Introductory Note
As previously disclosed, on July 9, 2024, Solaris Energy Infrastructure, Inc. (f/k/a Solaris Oilfield Infrastructure, Inc.), a Delaware corporation (“Solaris”) entered into a Contribution Agreement (the “Contribution Agreement”), with Solaris Energy Infrastructure, LLC (f/k/a Solaris Oilfield Infrastructure, LLC), a Delaware limited liability company and a subsidiary of Solaris (“Solaris LLC”), John A. Johnson, an individual resident of the State of Florida, John Tuma, an individual resident of the State of Texas, J Turbines, Inc., a Delaware corporation (“J Turbines”) and KTR Management Company, LLC, a Texas limited liability company (“KTR” and together with J Turbines, the “Contributors”), pursuant to which the Contributors agreed to contribute (the “Contribution”) all of the issued and outstanding equity interests of Mobile Energy Rentals LLC, a Texas limited liability company (“MER”), to Solaris LLC, subject to the terms and conditions set forth therein.
As previously disclosed, on August 30, 2024, Solaris held a special meeting of its stockholders (the “Special Meeting”). At the Special Meeting, Solaris stockholders voted to approve, among other things, the issuance of 16,464,778 shares of Class B common stock, par value $0.00 per share (“Class B Common Stock”), for the purposes of complying with the applicable provisions of Section 312.03 of the New York Stock Exchange Listed Company Manual, a second certificate of amendment to the Amended and Restated Certificate of Incorporation of Solaris to effect the name change of Solaris from “Solaris Oilfield Infrastructure, Inc.” to “Solaris Energy Infrastructure, Inc.” (the “Solaris Inc. Name Change”), and an amendment to the Solaris Oilfield Infrastructure, Inc.’s Long Term Incentive Plan to increase the number of shares of Solaris Class A common stock, par value $0.01 per share (“Class A Common Stock”), issuable under such plan.
Item 1.01 |
Entry into a Material Definitive Agreement. |
Lock-Up Agreements
On September 11, 2024 (the “Closing Date”), pursuant to Section 2.3(a)(xii) of the Contribution Agreement, Solaris entered into Lock-Up Agreements (the “Lock-Up Agreements”), with each of Sean G. Johnson and C. Ross Bartley.

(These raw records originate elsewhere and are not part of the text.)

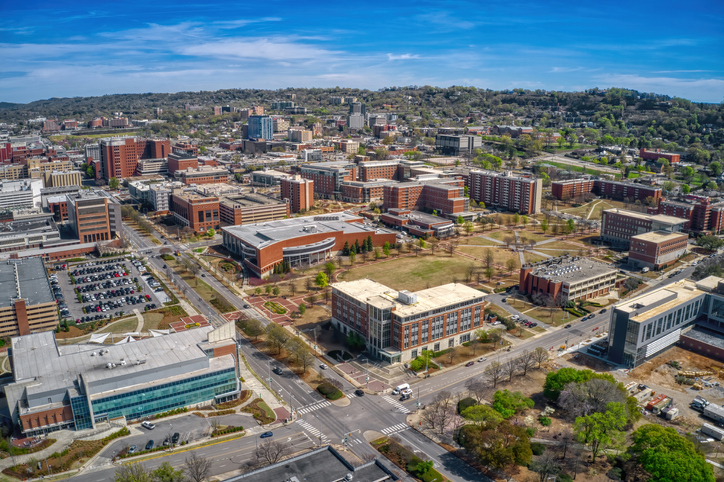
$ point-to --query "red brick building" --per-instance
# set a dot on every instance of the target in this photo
(196, 211)
(181, 161)
(657, 249)
(657, 154)
(299, 193)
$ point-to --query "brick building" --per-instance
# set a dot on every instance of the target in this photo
(181, 161)
(195, 210)
(299, 192)
(618, 225)
(567, 278)
(503, 189)
(398, 326)
(657, 249)
(301, 241)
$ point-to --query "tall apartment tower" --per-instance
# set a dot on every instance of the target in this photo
(260, 127)
(299, 192)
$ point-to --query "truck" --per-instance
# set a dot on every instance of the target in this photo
(654, 401)
(665, 403)
(712, 431)
(714, 412)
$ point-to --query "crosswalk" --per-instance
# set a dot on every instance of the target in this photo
(314, 406)
(395, 428)
(309, 428)
(400, 407)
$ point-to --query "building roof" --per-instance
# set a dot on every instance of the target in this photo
(425, 300)
(324, 465)
(659, 236)
(569, 269)
(261, 235)
(26, 279)
(38, 357)
(653, 303)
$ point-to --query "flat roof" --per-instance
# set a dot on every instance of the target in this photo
(381, 296)
(24, 278)
(570, 269)
(261, 235)
(324, 465)
(38, 357)
(651, 304)
(659, 236)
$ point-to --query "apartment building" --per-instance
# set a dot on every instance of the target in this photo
(299, 193)
(567, 278)
(506, 190)
(250, 208)
(618, 225)
(28, 305)
(657, 249)
(398, 326)
(197, 211)
(93, 216)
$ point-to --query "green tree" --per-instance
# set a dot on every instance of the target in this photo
(321, 280)
(602, 430)
(668, 456)
(483, 416)
(509, 403)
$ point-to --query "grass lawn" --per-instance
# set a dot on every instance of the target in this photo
(477, 241)
(123, 326)
(414, 272)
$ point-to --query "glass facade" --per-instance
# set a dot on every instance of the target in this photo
(81, 412)
(181, 393)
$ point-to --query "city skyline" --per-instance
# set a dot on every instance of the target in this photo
(85, 49)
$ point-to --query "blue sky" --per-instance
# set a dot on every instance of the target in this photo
(80, 48)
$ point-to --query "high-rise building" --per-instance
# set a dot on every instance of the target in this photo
(260, 127)
(503, 189)
(299, 192)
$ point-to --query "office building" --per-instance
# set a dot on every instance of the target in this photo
(250, 208)
(618, 225)
(93, 216)
(506, 190)
(58, 387)
(657, 249)
(398, 326)
(299, 193)
(197, 211)
(27, 304)
(452, 145)
(181, 161)
(62, 178)
(567, 278)
(301, 241)
(260, 127)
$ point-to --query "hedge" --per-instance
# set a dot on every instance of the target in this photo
(330, 391)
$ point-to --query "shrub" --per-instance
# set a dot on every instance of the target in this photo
(537, 448)
(466, 403)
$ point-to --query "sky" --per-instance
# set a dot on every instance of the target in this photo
(80, 48)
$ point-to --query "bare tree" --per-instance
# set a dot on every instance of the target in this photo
(494, 373)
(526, 361)
(541, 356)
(510, 368)
(477, 388)
(197, 468)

Each of J Turbines and KTR are also subject to a lock-up under the terms of the Contribution Agreement.
The foregoing description of the Lock-Up Agreements does not purport to be complete and is subject to and qualified in its entirety by reference to the full text of the Lock-Up Agreements, copies of which are attached hereto as Exhibit 10.1 and Exhibit 10.2, respectively, to this Current Report on Form 8-K and incorporated into this Item 1.01 by reference.
Term Loan Agreement
On the Closing Date, Solaris and certain of its subsidiaries entered into a senior secured term loan agreement (the “Term Loan Agreement”) with Banco Santander, S.A. New York Branch, as administrative agent, Silver Point Finance, LLC, as collateral agent, and the lenders party thereto, pursuant to which the lenders provided term loans in an aggregate original principal amount of $325 million. Solaris used a portion of the proceeds to fund the consummation of its acquisition of MER pursuant to the terms of the Contribution Agreement and to pay transaction costs associated with the Term Loan Agreement and the Contribution Agreement, and expects to use the remaining proceeds to fund capital expenditures and for other corporate purposes.

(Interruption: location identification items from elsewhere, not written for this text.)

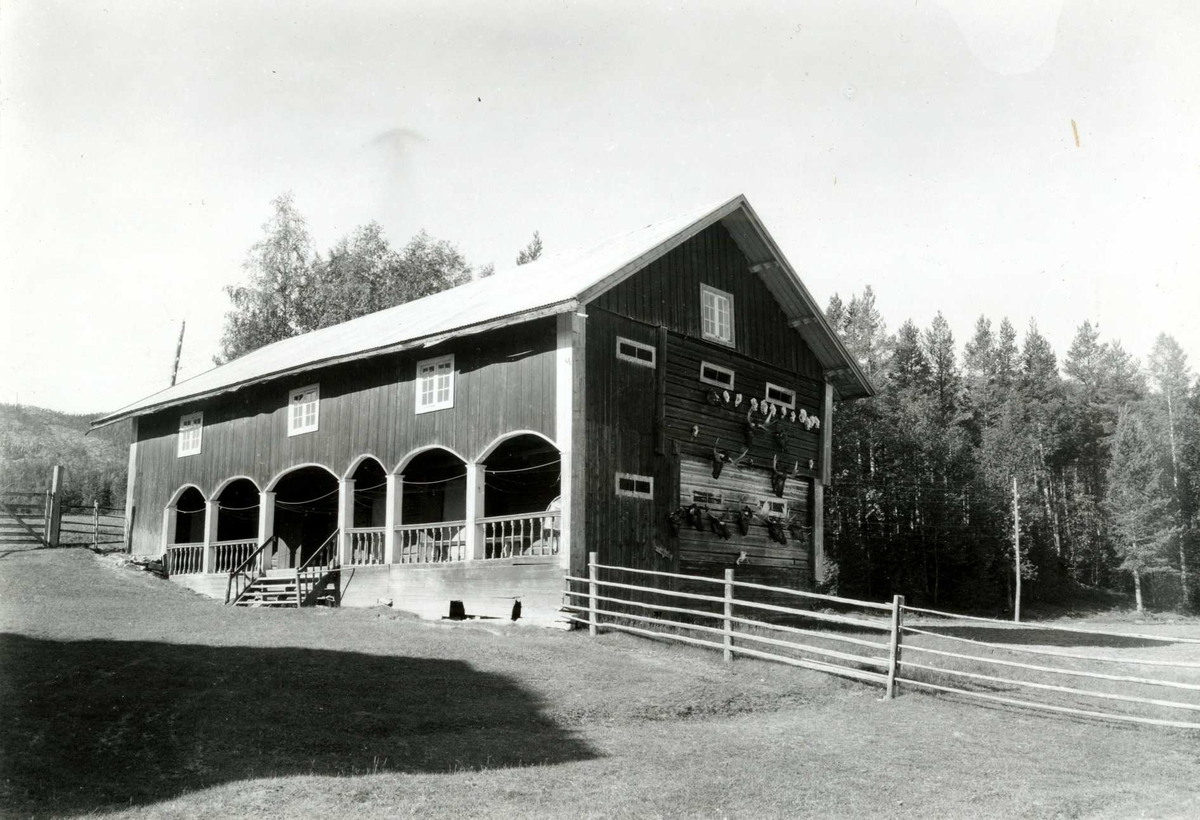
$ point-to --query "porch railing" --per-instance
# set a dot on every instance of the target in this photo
(244, 575)
(185, 558)
(366, 546)
(318, 569)
(231, 554)
(431, 543)
(526, 534)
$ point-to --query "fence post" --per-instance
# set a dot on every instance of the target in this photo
(55, 521)
(593, 576)
(894, 646)
(729, 615)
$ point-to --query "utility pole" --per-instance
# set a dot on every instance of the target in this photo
(1017, 552)
(179, 351)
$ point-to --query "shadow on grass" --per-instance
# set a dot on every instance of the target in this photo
(1042, 636)
(105, 724)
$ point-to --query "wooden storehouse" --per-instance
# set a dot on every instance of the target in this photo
(664, 397)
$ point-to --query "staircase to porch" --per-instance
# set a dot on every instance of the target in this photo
(250, 585)
(279, 587)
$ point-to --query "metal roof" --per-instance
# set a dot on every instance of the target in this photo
(555, 283)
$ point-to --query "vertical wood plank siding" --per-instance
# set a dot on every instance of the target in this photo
(504, 381)
(667, 292)
(624, 412)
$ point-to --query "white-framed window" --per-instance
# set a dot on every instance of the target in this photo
(435, 383)
(774, 509)
(717, 315)
(781, 396)
(304, 410)
(715, 375)
(636, 352)
(635, 486)
(191, 431)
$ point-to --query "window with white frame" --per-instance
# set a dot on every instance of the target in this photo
(635, 486)
(304, 410)
(717, 315)
(435, 383)
(636, 352)
(715, 375)
(781, 396)
(191, 430)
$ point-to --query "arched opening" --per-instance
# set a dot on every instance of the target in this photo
(190, 512)
(521, 498)
(369, 514)
(370, 495)
(305, 515)
(237, 526)
(184, 532)
(433, 508)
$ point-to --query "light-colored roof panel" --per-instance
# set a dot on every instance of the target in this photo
(555, 283)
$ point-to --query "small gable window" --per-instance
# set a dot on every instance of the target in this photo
(435, 384)
(191, 429)
(715, 375)
(635, 486)
(304, 410)
(717, 315)
(781, 396)
(636, 352)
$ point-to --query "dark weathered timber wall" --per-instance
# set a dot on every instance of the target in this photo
(641, 420)
(504, 381)
(667, 293)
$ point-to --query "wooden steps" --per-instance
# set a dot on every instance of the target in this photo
(276, 588)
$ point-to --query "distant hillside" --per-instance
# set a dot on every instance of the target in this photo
(33, 440)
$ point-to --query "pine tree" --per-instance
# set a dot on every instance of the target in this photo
(1135, 501)
(1171, 376)
(532, 251)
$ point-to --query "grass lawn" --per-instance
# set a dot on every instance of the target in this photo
(125, 694)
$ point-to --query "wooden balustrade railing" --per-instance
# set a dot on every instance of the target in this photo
(185, 558)
(247, 572)
(431, 543)
(527, 534)
(231, 554)
(366, 545)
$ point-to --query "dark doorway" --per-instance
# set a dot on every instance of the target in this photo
(305, 514)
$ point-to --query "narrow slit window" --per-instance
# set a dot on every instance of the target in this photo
(636, 352)
(304, 410)
(635, 486)
(781, 396)
(435, 384)
(715, 375)
(717, 315)
(191, 431)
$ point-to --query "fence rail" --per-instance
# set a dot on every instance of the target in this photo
(431, 543)
(96, 525)
(907, 654)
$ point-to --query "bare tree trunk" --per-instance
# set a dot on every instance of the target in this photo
(1185, 582)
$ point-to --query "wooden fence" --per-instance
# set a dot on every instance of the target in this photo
(94, 525)
(891, 645)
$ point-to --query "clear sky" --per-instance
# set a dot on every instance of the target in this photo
(925, 148)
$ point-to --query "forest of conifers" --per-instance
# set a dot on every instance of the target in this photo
(1104, 449)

Borrowings under the Term Loan Agreement bear interest, at Solaris’s option, at a rate equal to either (i) Term SOFR plus an applicable margin or (ii) the Base Rate (each as defined in the Term Loan Agreement) plus an applicable margin. The margin applicable to borrowings under the Term Loan Agreement is 5.00% for Base Rate loans and 6.00% for Term SOFR loans, with adjustments thereto if certain conditions are not met up to an additional 0.25% based on Solaris’s then-current leverage ratio.

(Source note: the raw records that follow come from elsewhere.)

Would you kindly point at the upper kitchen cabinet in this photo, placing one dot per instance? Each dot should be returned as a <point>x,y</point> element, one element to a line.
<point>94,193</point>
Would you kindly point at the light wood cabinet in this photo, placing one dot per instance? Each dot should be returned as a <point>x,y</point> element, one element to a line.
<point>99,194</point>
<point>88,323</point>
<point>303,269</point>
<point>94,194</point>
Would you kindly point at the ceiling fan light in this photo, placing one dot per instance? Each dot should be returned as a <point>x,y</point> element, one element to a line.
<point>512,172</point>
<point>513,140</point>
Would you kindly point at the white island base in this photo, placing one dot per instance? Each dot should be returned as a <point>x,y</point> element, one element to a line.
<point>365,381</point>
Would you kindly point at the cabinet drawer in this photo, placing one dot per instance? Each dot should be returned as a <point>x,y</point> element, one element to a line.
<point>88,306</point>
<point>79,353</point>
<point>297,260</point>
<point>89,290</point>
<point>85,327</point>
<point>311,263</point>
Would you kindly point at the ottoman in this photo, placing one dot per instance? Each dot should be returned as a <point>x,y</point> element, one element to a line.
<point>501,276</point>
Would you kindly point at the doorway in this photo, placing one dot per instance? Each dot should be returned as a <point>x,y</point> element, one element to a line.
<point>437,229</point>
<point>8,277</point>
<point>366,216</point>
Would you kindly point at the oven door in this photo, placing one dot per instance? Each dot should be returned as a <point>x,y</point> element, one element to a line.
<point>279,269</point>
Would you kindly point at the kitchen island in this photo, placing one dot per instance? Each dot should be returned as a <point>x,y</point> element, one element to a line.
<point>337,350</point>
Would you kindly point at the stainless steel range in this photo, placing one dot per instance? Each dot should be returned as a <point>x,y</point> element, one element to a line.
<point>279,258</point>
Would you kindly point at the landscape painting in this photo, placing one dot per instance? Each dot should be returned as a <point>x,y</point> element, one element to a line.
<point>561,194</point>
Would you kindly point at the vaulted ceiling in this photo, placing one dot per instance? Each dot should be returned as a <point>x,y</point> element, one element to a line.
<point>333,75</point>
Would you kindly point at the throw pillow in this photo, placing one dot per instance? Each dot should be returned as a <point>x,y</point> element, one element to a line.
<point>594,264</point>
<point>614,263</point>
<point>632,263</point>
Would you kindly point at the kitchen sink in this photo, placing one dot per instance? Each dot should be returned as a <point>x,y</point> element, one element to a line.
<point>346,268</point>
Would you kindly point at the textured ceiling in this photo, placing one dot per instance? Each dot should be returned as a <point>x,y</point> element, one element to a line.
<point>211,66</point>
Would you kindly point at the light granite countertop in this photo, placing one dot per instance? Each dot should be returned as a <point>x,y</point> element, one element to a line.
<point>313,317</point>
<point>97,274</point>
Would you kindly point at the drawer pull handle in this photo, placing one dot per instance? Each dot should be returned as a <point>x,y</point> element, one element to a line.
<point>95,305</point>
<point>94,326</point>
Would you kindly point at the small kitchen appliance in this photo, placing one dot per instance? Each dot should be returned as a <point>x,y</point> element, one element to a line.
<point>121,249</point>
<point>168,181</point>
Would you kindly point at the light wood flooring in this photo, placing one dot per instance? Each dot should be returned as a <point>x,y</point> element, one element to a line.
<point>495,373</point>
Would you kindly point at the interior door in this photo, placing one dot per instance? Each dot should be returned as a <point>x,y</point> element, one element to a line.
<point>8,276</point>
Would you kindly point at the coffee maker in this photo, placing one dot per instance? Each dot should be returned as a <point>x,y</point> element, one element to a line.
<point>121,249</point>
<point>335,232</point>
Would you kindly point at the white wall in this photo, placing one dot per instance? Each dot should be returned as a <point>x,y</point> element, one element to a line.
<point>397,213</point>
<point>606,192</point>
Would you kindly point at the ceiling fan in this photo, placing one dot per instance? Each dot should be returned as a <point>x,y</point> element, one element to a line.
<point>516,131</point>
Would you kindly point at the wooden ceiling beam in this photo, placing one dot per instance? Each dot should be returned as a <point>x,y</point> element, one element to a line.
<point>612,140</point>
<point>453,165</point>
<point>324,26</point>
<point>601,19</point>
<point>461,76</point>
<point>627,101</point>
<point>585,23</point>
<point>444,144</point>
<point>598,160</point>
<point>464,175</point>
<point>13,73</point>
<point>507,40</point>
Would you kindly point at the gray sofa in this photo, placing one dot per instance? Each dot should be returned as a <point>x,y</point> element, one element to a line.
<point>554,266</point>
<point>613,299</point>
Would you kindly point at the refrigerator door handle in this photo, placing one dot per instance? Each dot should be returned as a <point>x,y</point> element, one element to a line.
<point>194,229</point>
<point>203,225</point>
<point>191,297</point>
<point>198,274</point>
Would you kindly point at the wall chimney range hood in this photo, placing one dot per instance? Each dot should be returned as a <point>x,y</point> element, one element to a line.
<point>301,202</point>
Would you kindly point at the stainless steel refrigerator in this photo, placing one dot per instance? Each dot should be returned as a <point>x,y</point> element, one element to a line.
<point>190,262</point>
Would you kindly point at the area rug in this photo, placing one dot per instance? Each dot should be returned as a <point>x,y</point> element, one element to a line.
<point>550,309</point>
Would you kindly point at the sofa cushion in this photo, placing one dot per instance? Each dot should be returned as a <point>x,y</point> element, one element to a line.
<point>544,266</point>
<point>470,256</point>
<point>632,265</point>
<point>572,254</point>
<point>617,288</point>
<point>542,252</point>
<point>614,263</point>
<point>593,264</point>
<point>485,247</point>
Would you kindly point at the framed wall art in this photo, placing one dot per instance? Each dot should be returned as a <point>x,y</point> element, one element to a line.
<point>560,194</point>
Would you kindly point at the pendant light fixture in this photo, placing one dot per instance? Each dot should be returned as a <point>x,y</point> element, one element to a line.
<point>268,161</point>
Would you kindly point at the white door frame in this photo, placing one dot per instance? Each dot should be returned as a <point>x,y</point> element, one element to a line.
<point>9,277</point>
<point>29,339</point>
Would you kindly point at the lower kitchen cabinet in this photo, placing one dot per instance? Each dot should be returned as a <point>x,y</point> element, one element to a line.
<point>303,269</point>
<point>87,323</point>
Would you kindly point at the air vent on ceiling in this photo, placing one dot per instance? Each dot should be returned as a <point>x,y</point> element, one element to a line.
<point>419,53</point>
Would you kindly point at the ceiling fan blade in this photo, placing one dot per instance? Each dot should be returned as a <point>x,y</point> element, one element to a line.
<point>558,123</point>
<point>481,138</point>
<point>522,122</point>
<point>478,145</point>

The Term Loan Agreement contains certain covenants that Solaris considers customary, including, but not limited to, limitations on Solaris’s and its subsidiaries’ incurrence of additional debt, granting liens, and making dispositions, investments and restricted payments. The Term Loan Agreement also includes financial covenants that require Solaris to maintain, (i) a ratio of consolidated annualized EBITDA minus unfinanced capital expenditures and cash taxes to fixed charges (which include interest payments, principal repayments and the payments of certain dividends and distributions) of at least 1:25 to 1.00 as of the last day of each fiscal quarter, beginning with the fiscal quarter ending September 30, 2025, and (ii) a ratio of consolidated net debt (subject to cash netting limitations) to consolidated annualized EBITDA of not greater than 3.25:1.00 for the fiscal quarters ending September 30, 2025 and December 31, 2025, and not greater than 3.00:1.00 for each fiscal quarter thereafter, in each case, as of the last day of such fiscal quarter.